On Thu, 03 May 2012 08:57:11 +0100, Rod wrote: > "James Waldby" wrote ... >> On Wed, 02 May 2012 13:28:47 +0100, Rod wrote: >>> If I look at a binary variable, say smoking/no smoking, and for each >>> county in the world or state in a country, calculate the proportion >>> of adults who smoke and then plot a frequency histogram of these >>> numbers. Should I expect the histogram to be from a particular >>> distribution, and if so which? >> >> If the binary variable is something that depends on locale or culture, >> per-county (country?) or per-state histograms will not in any >> meaningful sense be drawn from a particular distribution.
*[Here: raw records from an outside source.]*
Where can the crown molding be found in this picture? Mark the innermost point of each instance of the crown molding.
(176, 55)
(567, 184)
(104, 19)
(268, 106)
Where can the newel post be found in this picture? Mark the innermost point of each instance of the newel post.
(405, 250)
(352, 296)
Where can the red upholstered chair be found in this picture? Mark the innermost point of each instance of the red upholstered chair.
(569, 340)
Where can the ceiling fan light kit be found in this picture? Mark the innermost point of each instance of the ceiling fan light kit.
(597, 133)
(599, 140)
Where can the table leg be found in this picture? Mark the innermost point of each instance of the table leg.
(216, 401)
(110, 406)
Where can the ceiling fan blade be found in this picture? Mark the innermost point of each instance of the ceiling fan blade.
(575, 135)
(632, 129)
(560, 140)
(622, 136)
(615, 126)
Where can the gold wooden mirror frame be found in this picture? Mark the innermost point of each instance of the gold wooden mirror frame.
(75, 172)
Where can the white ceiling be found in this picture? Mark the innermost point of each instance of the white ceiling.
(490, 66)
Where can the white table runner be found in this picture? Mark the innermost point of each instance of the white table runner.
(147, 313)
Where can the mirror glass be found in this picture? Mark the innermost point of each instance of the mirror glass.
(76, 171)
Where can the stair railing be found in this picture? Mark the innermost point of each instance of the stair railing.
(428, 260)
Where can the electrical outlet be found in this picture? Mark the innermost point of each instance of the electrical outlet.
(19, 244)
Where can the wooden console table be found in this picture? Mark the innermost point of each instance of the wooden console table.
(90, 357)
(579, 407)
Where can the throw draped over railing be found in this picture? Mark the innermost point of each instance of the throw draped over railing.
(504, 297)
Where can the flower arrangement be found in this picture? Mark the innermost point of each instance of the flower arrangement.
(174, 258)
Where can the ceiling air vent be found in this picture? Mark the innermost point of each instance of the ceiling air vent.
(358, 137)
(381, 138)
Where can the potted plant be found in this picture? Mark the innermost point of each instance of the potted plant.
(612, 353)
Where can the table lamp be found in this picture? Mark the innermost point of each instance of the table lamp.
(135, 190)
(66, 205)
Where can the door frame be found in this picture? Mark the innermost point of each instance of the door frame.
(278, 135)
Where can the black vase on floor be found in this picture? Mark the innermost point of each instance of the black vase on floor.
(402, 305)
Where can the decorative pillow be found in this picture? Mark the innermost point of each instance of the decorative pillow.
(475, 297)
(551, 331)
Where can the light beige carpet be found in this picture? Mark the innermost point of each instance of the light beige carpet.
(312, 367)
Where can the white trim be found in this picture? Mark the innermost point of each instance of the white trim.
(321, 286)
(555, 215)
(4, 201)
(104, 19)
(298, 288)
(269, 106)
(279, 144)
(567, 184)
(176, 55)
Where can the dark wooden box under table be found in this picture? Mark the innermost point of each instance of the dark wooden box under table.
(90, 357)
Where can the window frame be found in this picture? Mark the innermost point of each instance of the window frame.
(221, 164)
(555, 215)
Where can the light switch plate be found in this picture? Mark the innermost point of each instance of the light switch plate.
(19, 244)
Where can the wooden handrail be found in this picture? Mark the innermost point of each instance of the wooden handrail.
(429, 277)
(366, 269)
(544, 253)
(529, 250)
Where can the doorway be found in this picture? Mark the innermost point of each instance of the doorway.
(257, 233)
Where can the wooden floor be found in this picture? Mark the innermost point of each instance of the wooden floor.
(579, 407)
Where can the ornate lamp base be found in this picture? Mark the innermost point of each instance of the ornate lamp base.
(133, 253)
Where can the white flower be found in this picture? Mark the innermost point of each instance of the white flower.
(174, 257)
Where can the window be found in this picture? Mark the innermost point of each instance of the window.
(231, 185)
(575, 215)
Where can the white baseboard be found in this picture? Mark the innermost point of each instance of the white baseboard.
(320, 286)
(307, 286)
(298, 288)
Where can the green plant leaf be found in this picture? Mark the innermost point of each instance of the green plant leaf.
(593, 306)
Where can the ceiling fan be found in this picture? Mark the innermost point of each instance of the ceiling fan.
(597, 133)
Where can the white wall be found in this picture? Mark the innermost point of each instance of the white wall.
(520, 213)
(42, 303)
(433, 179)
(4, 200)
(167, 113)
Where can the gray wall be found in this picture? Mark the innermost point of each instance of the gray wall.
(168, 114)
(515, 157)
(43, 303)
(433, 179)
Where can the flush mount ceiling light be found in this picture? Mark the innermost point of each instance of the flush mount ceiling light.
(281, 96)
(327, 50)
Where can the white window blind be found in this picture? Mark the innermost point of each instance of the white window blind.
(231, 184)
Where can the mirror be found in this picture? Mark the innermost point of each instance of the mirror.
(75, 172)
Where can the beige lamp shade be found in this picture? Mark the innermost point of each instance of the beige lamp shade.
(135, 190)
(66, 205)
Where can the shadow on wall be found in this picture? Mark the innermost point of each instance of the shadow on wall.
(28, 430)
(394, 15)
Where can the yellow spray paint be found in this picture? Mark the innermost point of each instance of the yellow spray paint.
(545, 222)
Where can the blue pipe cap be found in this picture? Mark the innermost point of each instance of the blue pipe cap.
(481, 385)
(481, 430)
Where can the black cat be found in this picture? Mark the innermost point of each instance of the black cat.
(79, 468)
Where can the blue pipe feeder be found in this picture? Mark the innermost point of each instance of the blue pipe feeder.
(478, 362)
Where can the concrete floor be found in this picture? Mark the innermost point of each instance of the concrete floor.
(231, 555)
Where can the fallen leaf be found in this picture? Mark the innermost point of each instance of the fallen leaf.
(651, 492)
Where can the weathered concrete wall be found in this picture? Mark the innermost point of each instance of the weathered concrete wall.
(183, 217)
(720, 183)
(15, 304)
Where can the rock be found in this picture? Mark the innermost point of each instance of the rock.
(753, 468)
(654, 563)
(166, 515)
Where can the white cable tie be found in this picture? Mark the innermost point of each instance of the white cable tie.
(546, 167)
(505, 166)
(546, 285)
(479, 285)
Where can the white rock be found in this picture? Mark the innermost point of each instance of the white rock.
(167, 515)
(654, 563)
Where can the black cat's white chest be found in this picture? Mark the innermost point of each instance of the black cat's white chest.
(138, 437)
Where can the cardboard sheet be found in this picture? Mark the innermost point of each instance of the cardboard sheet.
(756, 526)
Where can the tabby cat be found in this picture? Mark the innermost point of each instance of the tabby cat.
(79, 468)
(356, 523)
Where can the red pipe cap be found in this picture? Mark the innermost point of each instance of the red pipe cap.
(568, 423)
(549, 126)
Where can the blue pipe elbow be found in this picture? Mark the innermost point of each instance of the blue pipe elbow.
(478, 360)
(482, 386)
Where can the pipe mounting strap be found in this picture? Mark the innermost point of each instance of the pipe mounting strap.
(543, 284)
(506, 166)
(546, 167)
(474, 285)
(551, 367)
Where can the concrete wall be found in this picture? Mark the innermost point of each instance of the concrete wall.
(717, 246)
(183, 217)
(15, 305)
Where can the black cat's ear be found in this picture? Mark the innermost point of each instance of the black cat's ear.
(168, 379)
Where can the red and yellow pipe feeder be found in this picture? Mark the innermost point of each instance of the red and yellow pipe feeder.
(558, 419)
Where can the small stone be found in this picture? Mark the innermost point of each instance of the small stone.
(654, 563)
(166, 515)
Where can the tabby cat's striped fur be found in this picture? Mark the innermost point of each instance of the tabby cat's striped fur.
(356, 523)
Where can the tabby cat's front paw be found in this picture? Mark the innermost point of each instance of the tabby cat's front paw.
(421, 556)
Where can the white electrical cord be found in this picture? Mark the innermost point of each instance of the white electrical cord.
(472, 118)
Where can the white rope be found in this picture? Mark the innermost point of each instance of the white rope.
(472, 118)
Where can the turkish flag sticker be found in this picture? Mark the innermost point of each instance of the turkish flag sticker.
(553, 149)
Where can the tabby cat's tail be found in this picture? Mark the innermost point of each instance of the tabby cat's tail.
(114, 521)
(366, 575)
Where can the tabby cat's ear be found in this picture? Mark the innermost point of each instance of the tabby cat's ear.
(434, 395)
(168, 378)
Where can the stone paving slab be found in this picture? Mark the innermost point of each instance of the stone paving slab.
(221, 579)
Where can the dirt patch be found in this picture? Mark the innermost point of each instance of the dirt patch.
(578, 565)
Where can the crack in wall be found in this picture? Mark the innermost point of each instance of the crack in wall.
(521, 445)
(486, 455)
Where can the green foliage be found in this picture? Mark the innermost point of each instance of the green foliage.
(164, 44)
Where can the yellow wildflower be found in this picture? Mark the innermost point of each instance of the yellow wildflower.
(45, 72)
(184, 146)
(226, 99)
A >> histogram itself might be thought of as drawn from some >> multivariate distribution but I don't know which; maybe Wishart? >> <http://en.wikipedia.org/wiki/Wishart_distribution>. A bit >> more obviously, the statistics of the histogram will be >> chi-squared if the binary variable's causes are universal. > > thanks for this, but why chi-squared?
I meant that the chi-square statistics (which, for a given histogram, is a single number computed according to the counts in the cells of the histogram) for all histograms will be from the same chi-square distribution, if the binary variable's causes are universal.
You may find Rich Ulrich's post of 03 May 2012 14:00:25 -0500 in sci.op-research / sci.stat.math / sci.math thread "Re: a combinatorial question" relevant too, in that he notes that for large tables, "each cell can be regarded as a 1 d.f. chisquared. But a chisquared is simply a normal variate, z, squared." etc.